Przed rokiem Łódzki Klub Sportowy był zmorą Developresu - zarówno w LSK, jak i w Pucharze Polski. W tym sezonie rzeszowianki wygrały wszystkie trzy dotychczas rozegrane spotkania z Łódzkimi Wiewiórami.
- Cieszę się, że znów nam się to udało, po przegranym drugim oraz nerwowym trzecim secie, gdzie chyba wydawało nam się, że ta partia dogra się sama i nie trzeba nic zrobić. Jak pokazał przeciwnik, trzeba walczyć do końca i trzeba napracować się po każdy punkt - powiedziała Agnieszka Rabka.
Zdaniem rozgrywającej Developresu SkyRes Rzeszów, ładunek emocjonalny towarzyszący meczowi ma duży wpływ na to, co dzieje się na boisku. Stąd m.in. seria straconych punktów w końcówce trzeciego seta. Ekipa z Podkarpacia prowadziła 24:16 i... wygrała dopiero 26:24, tracąc wcześniej całą przewagę (więcej o meczu).
ZOBACZ WIDEO Bundesliga: Werder pokonał Schalke. Padło sześć goli! [ZDJĘCIA ELEVEN SPORTS]
- Wydaje mi się, że to przez nerwy. To one często odbierają nam siłę i stąd się potem biorą takie sytuacje. Mam nadzieję, że czas regeneracji będzie też czasem relaksu i na Chemika w finale będziemy gotowe na sto procent - tłumaczyła zawodniczka.

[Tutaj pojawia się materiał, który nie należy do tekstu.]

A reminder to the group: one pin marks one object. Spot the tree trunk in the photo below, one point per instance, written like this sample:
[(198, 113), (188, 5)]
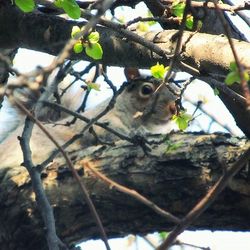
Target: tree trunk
[(174, 177)]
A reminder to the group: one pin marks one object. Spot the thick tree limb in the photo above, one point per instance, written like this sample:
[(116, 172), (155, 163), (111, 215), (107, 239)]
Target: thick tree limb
[(44, 33), (175, 180)]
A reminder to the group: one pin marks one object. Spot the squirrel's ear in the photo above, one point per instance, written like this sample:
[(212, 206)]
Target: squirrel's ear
[(131, 73)]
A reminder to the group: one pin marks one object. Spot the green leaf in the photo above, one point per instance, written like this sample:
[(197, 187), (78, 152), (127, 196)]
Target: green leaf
[(232, 78), (58, 3), (75, 31), (178, 9), (94, 86), (78, 47), (190, 22), (25, 5), (70, 7), (182, 120), (246, 75), (233, 66), (94, 37), (94, 51), (143, 27), (163, 235), (158, 71), (199, 25), (216, 91)]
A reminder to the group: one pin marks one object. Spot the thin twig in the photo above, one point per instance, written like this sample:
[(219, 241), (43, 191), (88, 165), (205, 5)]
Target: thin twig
[(244, 84), (207, 200), (209, 5), (112, 184), (42, 201), (74, 172)]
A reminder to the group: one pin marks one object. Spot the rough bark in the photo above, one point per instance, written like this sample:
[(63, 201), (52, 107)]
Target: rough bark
[(174, 179), (207, 53)]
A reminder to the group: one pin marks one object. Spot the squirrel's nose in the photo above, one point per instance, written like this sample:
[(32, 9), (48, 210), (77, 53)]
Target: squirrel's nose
[(172, 108)]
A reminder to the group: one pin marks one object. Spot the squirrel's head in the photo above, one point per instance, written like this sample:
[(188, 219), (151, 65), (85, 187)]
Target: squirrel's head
[(148, 100)]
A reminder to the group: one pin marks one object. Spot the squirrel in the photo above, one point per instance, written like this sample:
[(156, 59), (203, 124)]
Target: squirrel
[(142, 105)]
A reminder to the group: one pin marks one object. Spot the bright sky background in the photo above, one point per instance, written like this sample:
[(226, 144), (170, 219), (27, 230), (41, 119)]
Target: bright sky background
[(28, 60)]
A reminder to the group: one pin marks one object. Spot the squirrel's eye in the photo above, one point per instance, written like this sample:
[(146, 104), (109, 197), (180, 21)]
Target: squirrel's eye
[(146, 89)]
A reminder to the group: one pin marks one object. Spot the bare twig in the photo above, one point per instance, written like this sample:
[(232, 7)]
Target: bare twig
[(207, 200), (244, 84), (42, 201), (209, 5), (112, 184), (74, 172)]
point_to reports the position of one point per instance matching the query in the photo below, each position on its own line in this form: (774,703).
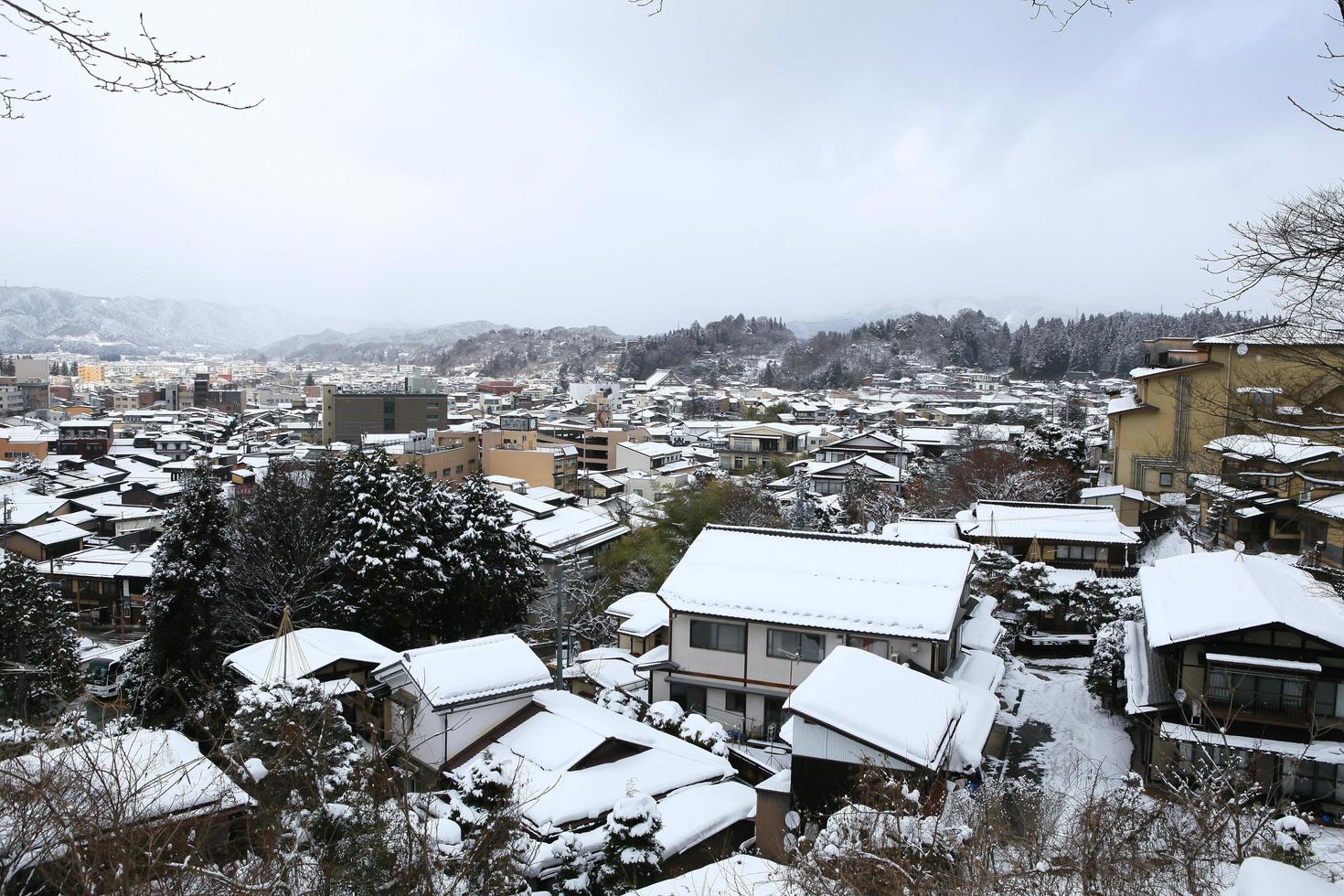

Rabka rozpoczęła spotkanie w kwadracie dla rezerwowych, ale pojawiła się na boisku w trakcie pierwszego i drugiego seta. Później już jednak znalazła się w wyjściowej szóstce na trzecią i czwartą część gry.
- Gdy przyglądasz się z boku grze swojego zespołu, zawsze znajdziesz jakieś elementy, które sobie analizujesz. Człowiek myśli sobie, co by wtedy zagrał. Może to i faktycznie trochę pomaga, a w rzeczywistości na decyzję jest kilka sekund - przyznała.
W finale na Developres czeka Chemik Police, który w pierwszym półfinale wygrał z Grot Budowlanymi Łódź 3:0. Trudno wskazać jednoznacznie faworyta tego starcia.
- W tym roku już wygrałyśmy u siebie z Chemikiem, więc liczę, że zrobimy to jeszcze raz i zgarniemy trofeum. Czy to będzie przedsmak finału Ligi Siatkówki Kobiet? Myślę, że może tak być. Oby tak było! - zakończyła Rabka.